In this context, Mr. Trump’s initial actions vis-a-vis China, including receiving a congratulatory phone call from the leader of Taiwan, do serve to strengthen his bargaining position with Beijing. But it is important he accept the “one China” policy, with which both the Chinese Communist Party and the Kuomintang agree. Taiwan is an existential issue for China because of China’s history of centrifugal movements. If one province can become independent, so can others, and China would be heading back to a situation of “warring states”. That is the nightmare of every Chinese.
Because any movement of Taiwan toward independence has this implication for China, Taiwan has the highest potential for bringing about a war between China and the U.S. Such a conflict would be a disaster for both parties. But from the United States’ standpoint, it would be a lose-lose scenario. In the unlikely event the U.S. lost the war, our Great Power status would be called into question. If China lost, the result could be even worse. A defeat might destroy the legitimacy of the current Beijing government and with it the Chinese state. China could disintegrate into warring states in a huge victory for 4GW elements. We need China to be a center and source of order in the world. A defeat followed by disintegration would turn China into a vast source of disorder.
As China resumes her historical Great Power status, we should not merely allow but encourage her to take over the job of preserving peace, order, and commerce in a growing portion of the world. China must agree that is her role, but Chinese culture puts high value on order and harmony so that should not be too difficult. In that context, if China wishes to take over the job of protecting freedom of the seas in the South China Sea and is able to do so, we should welcome it. We should have no desire to be the world’s policeman. China, like Russia and the U.S., should have her sphere of influence, again and always in the context of upholding order and the state system.

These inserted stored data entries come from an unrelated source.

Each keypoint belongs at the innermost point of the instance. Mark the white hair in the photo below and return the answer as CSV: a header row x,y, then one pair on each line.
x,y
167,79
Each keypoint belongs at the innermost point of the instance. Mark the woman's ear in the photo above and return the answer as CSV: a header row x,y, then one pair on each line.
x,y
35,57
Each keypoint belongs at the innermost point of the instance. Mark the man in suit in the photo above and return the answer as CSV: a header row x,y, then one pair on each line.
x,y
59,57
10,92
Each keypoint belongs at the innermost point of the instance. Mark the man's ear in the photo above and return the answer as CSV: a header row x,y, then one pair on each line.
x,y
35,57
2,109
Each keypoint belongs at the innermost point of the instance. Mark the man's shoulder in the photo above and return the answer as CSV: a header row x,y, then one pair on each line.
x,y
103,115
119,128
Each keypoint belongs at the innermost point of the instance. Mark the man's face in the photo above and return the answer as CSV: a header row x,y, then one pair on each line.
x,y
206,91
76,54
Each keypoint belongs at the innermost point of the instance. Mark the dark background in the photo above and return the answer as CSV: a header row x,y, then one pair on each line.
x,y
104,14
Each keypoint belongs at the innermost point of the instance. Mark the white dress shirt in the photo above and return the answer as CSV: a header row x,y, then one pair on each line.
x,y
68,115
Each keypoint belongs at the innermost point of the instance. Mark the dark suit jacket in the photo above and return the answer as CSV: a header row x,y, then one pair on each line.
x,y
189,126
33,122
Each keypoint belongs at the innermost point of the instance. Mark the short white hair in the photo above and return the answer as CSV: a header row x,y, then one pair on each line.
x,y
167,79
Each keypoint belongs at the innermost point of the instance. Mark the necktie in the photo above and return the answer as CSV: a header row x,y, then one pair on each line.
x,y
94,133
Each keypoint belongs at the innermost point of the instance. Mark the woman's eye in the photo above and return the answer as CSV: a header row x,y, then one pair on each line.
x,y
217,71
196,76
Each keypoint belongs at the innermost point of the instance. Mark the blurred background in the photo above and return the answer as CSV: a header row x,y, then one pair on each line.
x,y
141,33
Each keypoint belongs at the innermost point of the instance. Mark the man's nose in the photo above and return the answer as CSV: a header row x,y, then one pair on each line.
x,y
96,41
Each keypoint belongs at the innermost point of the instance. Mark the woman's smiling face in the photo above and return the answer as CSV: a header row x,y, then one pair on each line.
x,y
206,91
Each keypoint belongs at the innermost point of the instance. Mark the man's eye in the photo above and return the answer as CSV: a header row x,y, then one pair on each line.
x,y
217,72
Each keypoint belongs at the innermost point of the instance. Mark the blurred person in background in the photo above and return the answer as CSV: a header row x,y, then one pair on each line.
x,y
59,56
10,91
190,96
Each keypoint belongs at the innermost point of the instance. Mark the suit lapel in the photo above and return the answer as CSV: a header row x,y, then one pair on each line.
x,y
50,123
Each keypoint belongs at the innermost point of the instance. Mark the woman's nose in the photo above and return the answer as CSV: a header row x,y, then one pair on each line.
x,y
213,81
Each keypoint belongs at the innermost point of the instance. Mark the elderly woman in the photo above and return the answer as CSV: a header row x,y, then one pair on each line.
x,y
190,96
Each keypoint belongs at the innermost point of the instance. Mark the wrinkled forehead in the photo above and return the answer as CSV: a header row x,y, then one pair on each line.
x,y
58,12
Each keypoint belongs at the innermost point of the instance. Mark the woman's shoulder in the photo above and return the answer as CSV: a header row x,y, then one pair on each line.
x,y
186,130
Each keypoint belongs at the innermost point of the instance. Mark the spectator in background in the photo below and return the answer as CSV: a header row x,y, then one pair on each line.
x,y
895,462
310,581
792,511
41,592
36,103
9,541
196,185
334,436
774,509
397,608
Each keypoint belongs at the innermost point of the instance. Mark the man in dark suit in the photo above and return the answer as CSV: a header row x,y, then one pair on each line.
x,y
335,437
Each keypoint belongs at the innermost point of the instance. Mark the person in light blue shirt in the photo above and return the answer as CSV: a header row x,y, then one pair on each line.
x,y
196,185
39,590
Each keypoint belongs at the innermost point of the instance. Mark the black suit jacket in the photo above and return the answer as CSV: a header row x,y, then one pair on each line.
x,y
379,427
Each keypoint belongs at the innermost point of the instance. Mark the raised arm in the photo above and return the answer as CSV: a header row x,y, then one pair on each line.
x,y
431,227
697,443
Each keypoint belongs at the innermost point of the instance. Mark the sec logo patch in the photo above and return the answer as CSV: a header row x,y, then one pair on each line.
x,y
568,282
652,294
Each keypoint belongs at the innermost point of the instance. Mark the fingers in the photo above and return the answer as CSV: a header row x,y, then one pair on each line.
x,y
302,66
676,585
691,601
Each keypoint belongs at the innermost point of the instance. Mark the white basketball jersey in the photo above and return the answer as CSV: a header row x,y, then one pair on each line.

Much the same is true of Iran on a regional basis. If the U.S. and Iran were to go to war–and Mr. Trump was elected in part because he opposed avoidable wars in the Middle East–an Iranian defeat might lead to the break-up of Iran, where the Persians are not a majority of the population. As has been the case in Iraq and Libya (thank you, Hillary), a disintegration of Iran into stateless disorder would be far worse for our interests than is the present Iranian state.
From this perspective, we should accept the Iran deal negotiated by the Obama administration. It may not be ideal in its terms, but if we tear it up, we will be on course either to accept a nuclear Iran in the near future or go to war with Iran, with all the dangers therein described above. Of these three alternatives, the present deal is clearly the least bad.
The foreign policy opposite of the neo-con/Jacobin “idealism” of Hillary and President Obama is realism. It is reasonable for those of us who supported Mr. Trump to expect realism will be the basis of his foreign policy. Realism often means accepting arrangements that are less than ideal. Realists do accept them because the other plausible alternatives are worse.
In the 21st century, the worst outcome of all will be destroying another state. Whenever and wherever the question of war against a state comes up, our thinking must begin with the realization that “victory” may, indeed is likely to, yield that outcome. We, and China and Russia and Iran and all other states face real enemies in the form of non-state opponents. Let us join together in confronting those enemies rather than pursue obsolete conflicts with each other.